Aunque no existen registros exactos de la fecha de nacimiento de María Isabel Riquelme y Meza, madre del insigne libertador de la patria, Bernardo O’Higgins, se presume que nació en 1758, puesto que fue bautizada en 1759 en Chillán.
Hija de Simón Riquelme de la Barrera y Goycochea y de María Mercedes de Meza y Ulloa, ambos pertenecientes a familias de la aristocracia y de rancio linaje de Chillán, Isabel tuvo nueve hermanos y recibió la educación típica de las mujeres de la época.
Debido al abolengo de su familia, y a que su padre era regidor del Cabildo de Chillán, Isabel estuvo habituada desde niña a codearse con personajes ilustres, uno de los cuales fue el oficial irlandés Ambrosio O’Higgins, quien se hospedó en la casa de sus padres en 1777 y que, pese a sus 57 años de edad, quedó encantado con la joven que por entonces tenía 18 años. Fruto del breve romance que ambos vivieron, el 20 de agosto de 1778 nació Bernardo O’Higgins Riquelme. Aunque se dice que el irlandés le prometió matrimonio a Isabel, nunca se casaron debido al interés de Ambrosio O’Higgins por proteger su promisoria carrera administrativa que años más tarde lo llevaría a ser nombrado Virrey del Perú, ya que las leyes españolas de la época prohibían a los funcionarios públicos contraer matrimonio con criollas de los territorios bajo el dominio del Imperio sin la autorización del rey.
Así, Isabel se mantuvo viviendo en la hacienda de su padre como madre soltera, recluida en los aposentos interiores, pero a pesar de que le fueron arrebatados los honores de madre y de esposa, desde la distancia Ambrosio O’Higgins reconoció y apoyó a su hijo, al cualle concedió su apellido y otorgó una educación de excelencia, por lo que fue separado de su madre a los 4 años y enviado a la hacienda de un amigo de su padre, Juan Albano Pereira, cercana a la ciudad de Talca.

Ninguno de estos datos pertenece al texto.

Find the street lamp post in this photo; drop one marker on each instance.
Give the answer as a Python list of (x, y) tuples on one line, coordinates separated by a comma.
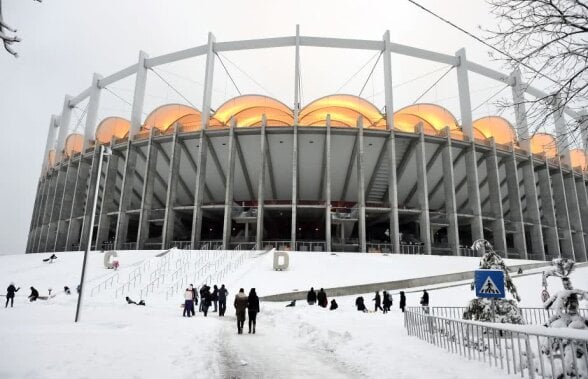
[(103, 151)]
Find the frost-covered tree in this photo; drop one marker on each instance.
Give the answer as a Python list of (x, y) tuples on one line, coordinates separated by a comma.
[(565, 304), (505, 311)]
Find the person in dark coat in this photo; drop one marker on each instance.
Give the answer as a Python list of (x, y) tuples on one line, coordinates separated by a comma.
[(322, 298), (360, 304), (205, 301), (386, 302), (253, 308), (378, 301), (311, 296), (10, 291), (222, 300), (214, 297), (240, 305), (34, 294)]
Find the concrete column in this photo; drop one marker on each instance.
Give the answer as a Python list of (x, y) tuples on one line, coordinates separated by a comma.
[(92, 112), (550, 232), (126, 195), (562, 214), (575, 217), (94, 181), (147, 192), (495, 194), (50, 144), (361, 187), (109, 191), (514, 201), (172, 186), (465, 107), (392, 184), (449, 190), (203, 151), (261, 185), (423, 191), (328, 229), (229, 187), (138, 96), (63, 128)]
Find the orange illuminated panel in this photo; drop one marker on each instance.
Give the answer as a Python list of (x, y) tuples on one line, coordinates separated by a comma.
[(344, 111), (543, 143), (165, 116), (497, 127), (112, 127), (578, 159), (437, 116), (73, 144), (248, 110)]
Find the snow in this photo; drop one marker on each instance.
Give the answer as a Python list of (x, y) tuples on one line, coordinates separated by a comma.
[(40, 339)]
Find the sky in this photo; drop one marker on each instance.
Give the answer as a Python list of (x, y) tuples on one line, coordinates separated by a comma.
[(65, 42)]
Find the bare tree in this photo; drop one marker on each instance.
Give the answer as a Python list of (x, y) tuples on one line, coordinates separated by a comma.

En 1780, Isabel Riquelme contrajo matrimonio con Félix Rodríguez Rojas, con quien tuvo una hija llamada Rosa. Luego de enviudar en 1782, se casó con Manuel de Puga y Figueroa, matrimonio del que nació otra hija, llamada Nieves, en 1793. Se cree, sin embargo, que Bernardo era su regalón, pues la relación entre ambos fue siempre muy estrecha y mantenían una comunicación permanente. Muchas son las epístolas que se conservan del joven Bernardo, escritas a su madre desde Lima y Londres, donde deja en evidencia el profundo amor que sentía por ella. Isabel, por su parte, lo visitó continuamente mientras estuvo internado en el colegio de Chillán, lo recibió cuando terminó sus estudios en Lima, y cuando el joven se radicó en forma definitiva en Chile fue para él una madre incondicional y a toda prueba, apoyando y alentando en todo momento su causa. Tras la Reconquista huyó junto a él a las Provincias Unidas del Río de la Plata en Argentina, donde entre 1814 y 1817 sobrevivió como costurera, fabricando cigarros y realizando diferentes oficios.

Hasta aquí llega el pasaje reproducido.